On May 7th, Baltimore, the beautiful city in Maryland known for its seaport was taken hostage by a ransomware attack which led the officials to shut down the city’s servers from additional damage. Baltimore estimates the cost of the ransomware attack to be $18.2 million.
The new strain of ransomware attack, known as RobbinHood, seized thousands of government computers which resulted in the halt of many of the services and processes the city’s citizens rely on such as paying their bills online.
What Happens in a Ransomware Attack?
Ransomware attacks work by encrypting files and locking them up so users can’t access them. The files that are held ‘ransom’ are typically the ones with confidential data. Hackers use this stressing time to demand a ransom amount, usually in Bitcoin digital currency, in exchange for the decryption keys used to unlock the files.
In the case of Baltimore ransomware attack, hackers were able to seize about 10,000 Baltimore government computers digitally and demanded 13 bitcoins worth about $100,000 to decrypt the files.
Baltimore isn’t the only city to have experienced this ordeal and refuses to pay up.

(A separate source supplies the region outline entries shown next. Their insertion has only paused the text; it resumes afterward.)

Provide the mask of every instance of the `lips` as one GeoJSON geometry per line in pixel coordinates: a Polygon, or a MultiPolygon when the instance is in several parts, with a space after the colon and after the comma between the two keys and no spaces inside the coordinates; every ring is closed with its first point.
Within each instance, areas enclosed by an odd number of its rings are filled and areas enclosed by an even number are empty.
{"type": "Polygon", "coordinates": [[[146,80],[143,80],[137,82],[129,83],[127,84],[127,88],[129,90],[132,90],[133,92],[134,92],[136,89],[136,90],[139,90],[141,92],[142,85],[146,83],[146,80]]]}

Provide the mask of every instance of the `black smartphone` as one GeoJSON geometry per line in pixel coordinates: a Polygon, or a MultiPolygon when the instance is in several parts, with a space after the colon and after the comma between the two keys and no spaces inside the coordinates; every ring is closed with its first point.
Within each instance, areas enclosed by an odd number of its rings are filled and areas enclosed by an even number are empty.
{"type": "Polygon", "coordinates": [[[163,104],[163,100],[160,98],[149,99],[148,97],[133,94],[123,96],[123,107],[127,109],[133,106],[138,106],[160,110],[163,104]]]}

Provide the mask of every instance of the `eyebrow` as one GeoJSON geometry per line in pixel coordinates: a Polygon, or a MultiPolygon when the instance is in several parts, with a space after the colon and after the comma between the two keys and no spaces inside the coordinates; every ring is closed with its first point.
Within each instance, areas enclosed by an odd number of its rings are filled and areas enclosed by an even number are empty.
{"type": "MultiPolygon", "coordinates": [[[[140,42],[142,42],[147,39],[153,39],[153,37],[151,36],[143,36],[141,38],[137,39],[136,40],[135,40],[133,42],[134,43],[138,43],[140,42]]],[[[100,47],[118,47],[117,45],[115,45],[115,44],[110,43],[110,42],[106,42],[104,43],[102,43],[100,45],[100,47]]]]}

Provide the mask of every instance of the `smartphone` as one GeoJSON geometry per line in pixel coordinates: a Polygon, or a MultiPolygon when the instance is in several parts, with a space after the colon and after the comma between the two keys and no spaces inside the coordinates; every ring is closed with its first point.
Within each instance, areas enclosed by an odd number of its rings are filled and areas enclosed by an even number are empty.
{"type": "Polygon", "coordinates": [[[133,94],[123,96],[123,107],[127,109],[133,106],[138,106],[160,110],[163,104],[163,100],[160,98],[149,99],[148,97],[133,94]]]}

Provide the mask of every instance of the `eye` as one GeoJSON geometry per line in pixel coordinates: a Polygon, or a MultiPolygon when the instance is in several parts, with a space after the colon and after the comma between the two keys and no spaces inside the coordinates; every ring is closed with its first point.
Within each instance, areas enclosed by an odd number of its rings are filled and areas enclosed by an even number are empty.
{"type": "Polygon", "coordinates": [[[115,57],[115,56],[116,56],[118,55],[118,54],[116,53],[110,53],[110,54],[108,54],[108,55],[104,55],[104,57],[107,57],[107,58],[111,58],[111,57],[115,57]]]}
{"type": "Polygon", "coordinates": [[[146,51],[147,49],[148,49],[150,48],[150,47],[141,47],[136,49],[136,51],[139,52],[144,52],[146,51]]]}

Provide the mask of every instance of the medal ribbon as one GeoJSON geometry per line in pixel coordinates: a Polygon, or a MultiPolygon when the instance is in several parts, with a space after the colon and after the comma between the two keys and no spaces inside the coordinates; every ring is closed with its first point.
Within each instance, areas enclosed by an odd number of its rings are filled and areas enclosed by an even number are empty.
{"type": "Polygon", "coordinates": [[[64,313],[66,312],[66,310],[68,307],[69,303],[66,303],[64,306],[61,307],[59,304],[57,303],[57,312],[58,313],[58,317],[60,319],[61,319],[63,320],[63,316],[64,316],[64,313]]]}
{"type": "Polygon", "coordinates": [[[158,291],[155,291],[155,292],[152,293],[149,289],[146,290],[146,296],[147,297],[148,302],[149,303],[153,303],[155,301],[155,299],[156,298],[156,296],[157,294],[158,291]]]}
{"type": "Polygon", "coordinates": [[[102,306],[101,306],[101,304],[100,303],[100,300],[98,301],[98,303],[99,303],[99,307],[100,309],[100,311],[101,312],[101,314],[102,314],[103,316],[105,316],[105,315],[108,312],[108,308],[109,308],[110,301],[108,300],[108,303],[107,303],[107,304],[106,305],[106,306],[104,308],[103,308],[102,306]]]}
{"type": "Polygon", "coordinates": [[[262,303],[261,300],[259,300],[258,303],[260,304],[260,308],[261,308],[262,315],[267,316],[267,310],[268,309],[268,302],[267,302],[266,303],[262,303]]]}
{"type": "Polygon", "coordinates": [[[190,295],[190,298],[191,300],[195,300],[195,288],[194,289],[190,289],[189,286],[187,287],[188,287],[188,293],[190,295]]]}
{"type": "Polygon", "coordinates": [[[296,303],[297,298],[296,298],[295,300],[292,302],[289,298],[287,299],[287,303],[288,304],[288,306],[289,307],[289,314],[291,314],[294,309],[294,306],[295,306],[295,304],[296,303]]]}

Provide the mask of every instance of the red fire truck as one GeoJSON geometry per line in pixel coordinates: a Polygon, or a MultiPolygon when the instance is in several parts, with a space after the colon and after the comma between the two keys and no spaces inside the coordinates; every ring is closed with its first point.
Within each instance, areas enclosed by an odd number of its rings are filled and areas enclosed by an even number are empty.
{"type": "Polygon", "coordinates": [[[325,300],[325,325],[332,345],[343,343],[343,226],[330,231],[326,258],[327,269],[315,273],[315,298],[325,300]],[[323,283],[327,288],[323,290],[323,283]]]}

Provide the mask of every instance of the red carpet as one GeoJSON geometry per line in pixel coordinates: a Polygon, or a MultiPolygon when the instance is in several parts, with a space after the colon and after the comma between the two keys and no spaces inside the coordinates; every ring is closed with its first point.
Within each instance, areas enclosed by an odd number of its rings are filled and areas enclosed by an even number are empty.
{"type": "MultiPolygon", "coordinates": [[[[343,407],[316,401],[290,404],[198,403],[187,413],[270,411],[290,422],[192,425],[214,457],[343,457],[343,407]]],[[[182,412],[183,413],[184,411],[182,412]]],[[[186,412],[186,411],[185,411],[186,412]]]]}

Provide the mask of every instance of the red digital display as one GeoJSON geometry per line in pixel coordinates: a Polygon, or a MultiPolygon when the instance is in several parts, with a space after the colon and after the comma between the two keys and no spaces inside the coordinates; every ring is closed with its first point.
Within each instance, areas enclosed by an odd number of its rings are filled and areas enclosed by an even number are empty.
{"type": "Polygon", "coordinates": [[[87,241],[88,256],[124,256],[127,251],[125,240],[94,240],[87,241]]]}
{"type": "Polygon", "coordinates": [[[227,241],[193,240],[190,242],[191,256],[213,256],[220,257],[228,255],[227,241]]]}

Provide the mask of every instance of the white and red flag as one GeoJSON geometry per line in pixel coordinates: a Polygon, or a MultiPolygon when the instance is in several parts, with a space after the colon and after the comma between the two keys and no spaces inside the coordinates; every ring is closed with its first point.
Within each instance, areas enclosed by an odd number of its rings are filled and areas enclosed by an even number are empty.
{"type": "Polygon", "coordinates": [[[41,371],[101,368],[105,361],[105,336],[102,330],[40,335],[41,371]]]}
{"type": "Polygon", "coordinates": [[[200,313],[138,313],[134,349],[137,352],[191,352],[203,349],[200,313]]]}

Consequently, city employees have been locked out of their email accounts, and citizens have been unable to access essential services, including websites where they pay their water bills, property taxes, and parking tickets.
What’s the Damage?
The online situation of running the city is at a deadlock. Government’s online infrastructure is heavily targeted as emails are down, online payments can’t be made to city departments, and real estate transactions are unavailable since the ransomware attack.
According to Baltimore’s budget office, the ransomware attack on city computers will cost no less than $18.2 million. The estimated amount of accounts lost or delayed revenue and the costs required to reestablish network systems.
Since the ransomware attack, the city’s IT team has made efforts to restore email services for some Baltimore employees, a sign of hope that systems can be reinstated fully. Baltimore’s Mayor, Jack Young, refused to negotiate with the hackers or pay the ransom amount.
The Aftermath of the Baltimore Ransomware Attack
Although the projected cost of reclamation is immensely higher than the ransom amount, the city didn’t give in and went ahead to crack the virus as it believes that it still needed to spend money to strengthen its defenses to prevent any future breach.
However, things take an interesting turn after a New York Times report that the ransomware used the EternalBlue exploit which was developed by the National Security Agency (NSA) to spread and affect networks of all cities.
EternalBlue was part of a set of tools which were developed for the NSA’s Tailored Access Operations (TAO) group. Shadow brokers leaked the entire set in 2017.
The tool was then used two months later as part of WannaCry, the destructive cryptographic worm that affected thousands of computers worldwide. Some security experts have linked Shadow Brokers to a Russian intelligence agency, while, WannaCry has been recognized to belong to North Korea’s military.
Baltimore’s ongoing ransomware dilemma is, in many ways, a product of more than a decade of neglect of the city’s information technology infrastructure. This goes to show how crucial it is to have a dedicated IT team that’s continuously working against the odds to maintain a safe place for the citizens to go on their day without falling victim to ransomware attacks.
How to Protect Yourself from a Ransomware Attack
Malicious software such as ransomware uses encryption to hold data for ransom. This unethical ransomware business model has become a profitable industry for criminals, which is why we see ransomware attacks on the rise.
Here’s how you can protect yourself against ransomware attacks:
- Do not negotiate with the hacker or pay the ransom. By paying the ransom, you’re encouraging them to continue with their business model. Let’s say you made the payment, who’s to guarantee your data will be handed back to you in its original form?
- Always keep a backup of your most confidential data. In case the data is lost or stolen, you have it backed up in the cloud to regain access whenever needed.
- Use encryption when going online. Use AES 256-bit encryption when communicating online, accessing financial details, making payments, online shopping, sharing files, and much more.
- Use reputable anti-virus software that combats viruses and keeps you secure on the web.
- Make a habit of updating your device. No matter how minor the update might be, don’t think it’s of no importance. Updates carry the necessary builds that fix bugs and security patches that keep us safe online.
- If you’re traveling abroad or connecting to a public unsecured Wi-Fi network, make sure you’re equipped with a VPN. When connected to the VPN, your online activities are secured with the highest grade encryption, and your online identity is masked to protect you against hackers and cybercriminals.